I. The Generation and Impact of EMI
Switching power supplies achieve voltage transformation and regulation by controlling the switching of power switching devices. During this process, the rapid switching of these devices generates a large number of high-frequency pulse currents and voltages. These high-frequency signals create electromagnetic fields through the distributed capacitance and inductance between wires and components, thus generating electromagnetic interference (EMI). EMI not only affects the performance of the power supply itself, such as reducing output voltage stability and increasing ripple, but can also interfere with surrounding electronic equipment, such as affecting signal reception in communication equipment and causing computer malfunctions.
II. Overview of Transformer Shielding Technology
The transformer is one of the core components of a switching power supply system, and its performance directly affects the efficiency and stability of the power supply. In a transformer, distributed capacitance exists between the primary and secondary coils, which is one of the main causes of leakage flux. To suppress EMI, a shielding layer can be installed in the transformer to confine the electromagnetic field between the primary and secondary coils within a certain range, reducing its interference with the surrounding environment.
The shielding layer is typically made of a highly conductive metallic material, such as copper foil or aluminum foil. These materials effectively absorb and reflect electromagnetic waves, thereby reducing the propagation range of the electromagnetic field. When setting up the shielding layer, it needs to be connected to the reference ground plane of the primary coil to form a complete shielding system.
III. Design Principles of Shielding Layer Technology
Material Selection: The choice of shielding material is crucial. An ideal shielding material should possess good electrical conductivity and magnetic permeability, effectively absorbing and reflecting electromagnetic waves. Copper and aluminum are commonly used shielding materials, offering high conductivity and low density, while also being relatively inexpensive. Furthermore, composite materials, such as metal-plastic composites and metal fiber-reinforced composites, can be considered to fully utilize the advantages of various materials and achieve high-performance shielding.
Structural Design: The structural design of the shielding layer is also crucial. In a transformer, the shielding layer can be placed between the primary and secondary coils, or it can be placed outside the transformer. For internal shielding layers, it is necessary to ensure that they fit tightly against the coils to reduce electromagnetic field leakage. For external shielding layers, they need to be connected to the transformer casing to form a complete shielding system. Furthermore, adding heat dissipation holes or fins to the shielding layer can be considered to improve its heat dissipation performance.

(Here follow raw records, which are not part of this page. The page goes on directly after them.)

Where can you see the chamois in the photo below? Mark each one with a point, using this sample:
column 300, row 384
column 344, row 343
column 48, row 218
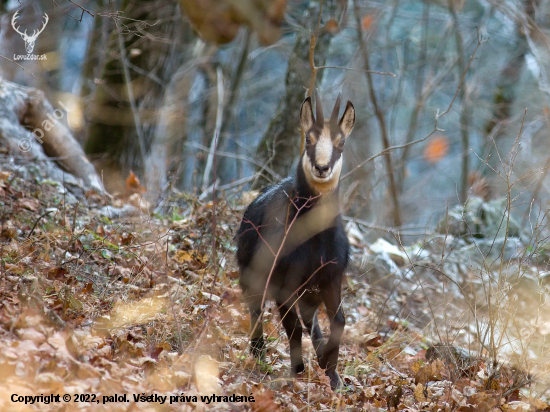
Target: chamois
column 291, row 238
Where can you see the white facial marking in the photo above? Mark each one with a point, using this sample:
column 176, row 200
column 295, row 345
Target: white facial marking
column 322, row 184
column 323, row 148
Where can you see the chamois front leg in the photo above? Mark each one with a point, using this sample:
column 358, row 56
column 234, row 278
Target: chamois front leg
column 308, row 309
column 329, row 360
column 293, row 329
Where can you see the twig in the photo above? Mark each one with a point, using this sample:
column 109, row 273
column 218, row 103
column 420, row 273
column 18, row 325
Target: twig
column 131, row 97
column 36, row 222
column 464, row 115
column 358, row 70
column 214, row 142
column 388, row 150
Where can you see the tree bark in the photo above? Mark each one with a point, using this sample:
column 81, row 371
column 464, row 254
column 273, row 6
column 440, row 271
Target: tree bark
column 280, row 144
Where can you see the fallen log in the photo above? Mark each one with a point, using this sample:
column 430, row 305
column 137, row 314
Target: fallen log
column 34, row 130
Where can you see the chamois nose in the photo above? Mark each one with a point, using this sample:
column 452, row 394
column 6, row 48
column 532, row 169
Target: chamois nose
column 321, row 170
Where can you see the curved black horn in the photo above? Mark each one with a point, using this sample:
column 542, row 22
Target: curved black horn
column 318, row 110
column 336, row 110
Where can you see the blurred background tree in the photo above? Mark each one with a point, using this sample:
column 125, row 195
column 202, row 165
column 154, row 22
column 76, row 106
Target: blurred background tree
column 154, row 86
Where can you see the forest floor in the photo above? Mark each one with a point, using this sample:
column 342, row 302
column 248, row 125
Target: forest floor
column 141, row 313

Grounding: Grounding the shielding layer is crucial for suppressing EMI. To ensure the shielding layer effectively absorbs and reflects electromagnetic waves, it needs to be tightly connected to the reference ground plane of the primary coil. During grounding, the grounding resistance should be kept as low as possible to achieve a good grounding effect. Furthermore, care must be taken to avoid cross-interference between the grounding wire and other signal or power lines.
IV. Practical Applications of Shielding Layer Technology
In switching power supply systems, the application of shielding technology has achieved significant results. By rationally designing the shielding layer, EMI generated by the transformer can be effectively suppressed, improving the efficiency and stability of the power supply. Below are some practical application examples:
Adding a shielding winding to the transformer: A shielding winding is added between the primary and secondary coils of the transformer, and the shielding winding is connected to the reference ground plane of the primary coil. This can effectively reduce the distributed capacitance between the primary and secondary coils, thereby reducing electromagnetic field leakage.

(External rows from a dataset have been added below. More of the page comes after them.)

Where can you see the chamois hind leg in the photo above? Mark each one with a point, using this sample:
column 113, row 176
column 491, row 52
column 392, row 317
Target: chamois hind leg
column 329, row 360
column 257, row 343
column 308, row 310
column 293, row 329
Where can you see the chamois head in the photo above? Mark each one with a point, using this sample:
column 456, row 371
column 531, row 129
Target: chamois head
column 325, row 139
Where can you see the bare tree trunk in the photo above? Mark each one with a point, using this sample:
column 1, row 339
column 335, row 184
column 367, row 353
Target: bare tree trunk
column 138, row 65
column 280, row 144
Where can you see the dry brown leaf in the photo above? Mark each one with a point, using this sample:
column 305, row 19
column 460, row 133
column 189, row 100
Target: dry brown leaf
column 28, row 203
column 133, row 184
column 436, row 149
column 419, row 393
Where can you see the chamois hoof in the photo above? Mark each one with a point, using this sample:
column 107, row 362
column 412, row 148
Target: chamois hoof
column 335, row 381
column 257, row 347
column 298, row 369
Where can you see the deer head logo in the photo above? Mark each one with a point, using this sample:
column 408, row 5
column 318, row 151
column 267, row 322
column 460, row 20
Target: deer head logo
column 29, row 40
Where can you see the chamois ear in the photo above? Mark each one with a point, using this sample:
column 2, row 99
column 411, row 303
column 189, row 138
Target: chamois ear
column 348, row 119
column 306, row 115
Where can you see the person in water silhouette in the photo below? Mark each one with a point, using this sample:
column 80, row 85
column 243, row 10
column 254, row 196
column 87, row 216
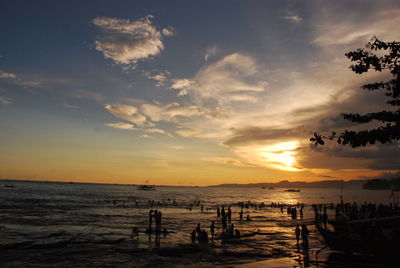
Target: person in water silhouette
column 212, row 229
column 248, row 218
column 297, row 233
column 304, row 235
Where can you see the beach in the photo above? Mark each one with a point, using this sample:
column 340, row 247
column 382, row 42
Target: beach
column 48, row 224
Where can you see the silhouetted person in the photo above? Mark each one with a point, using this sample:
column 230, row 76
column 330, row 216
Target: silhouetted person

Using shielded transformers: Choosing to use shielded transformers can further reduce EMI generation. These transformers typically have better electromagnetic compatibility performance and can operate stably at high frequencies and high power densities.
Optimize PCB layout: In PCB design, it is necessary to optimize the layout and routing of transformers to reduce electromagnetic leakage and interference. For example, transformers can be placed at the edge of the PCB, away from other sensitive components and signal lines; at the same time, a multi-layer PCB design can be used to lay out circuits with different functions in layers to reduce inter-layer interference.
V. Conclusion
Shielding technology for transformers in switching power supply systems is one of the effective means of suppressing EMI. By rationally designing the shielding materials, structure, and grounding procedures, EMI generated by the transformer can be effectively reduced, improving power supply efficiency and stability. In practical applications, it is necessary to select appropriate shielding technologies and design schemes based on specific requirements to ensure the performance and reliability of the power supply system.
With the continuous development and innovation of electronic technology, EMI suppression technology for switching power supply systems is also constantly evolving and improving. In the future, we can expect the emergence of more efficient and intelligent EMI suppression technologies, providing a more reliable guarantee for the stable operation of electronic equipment.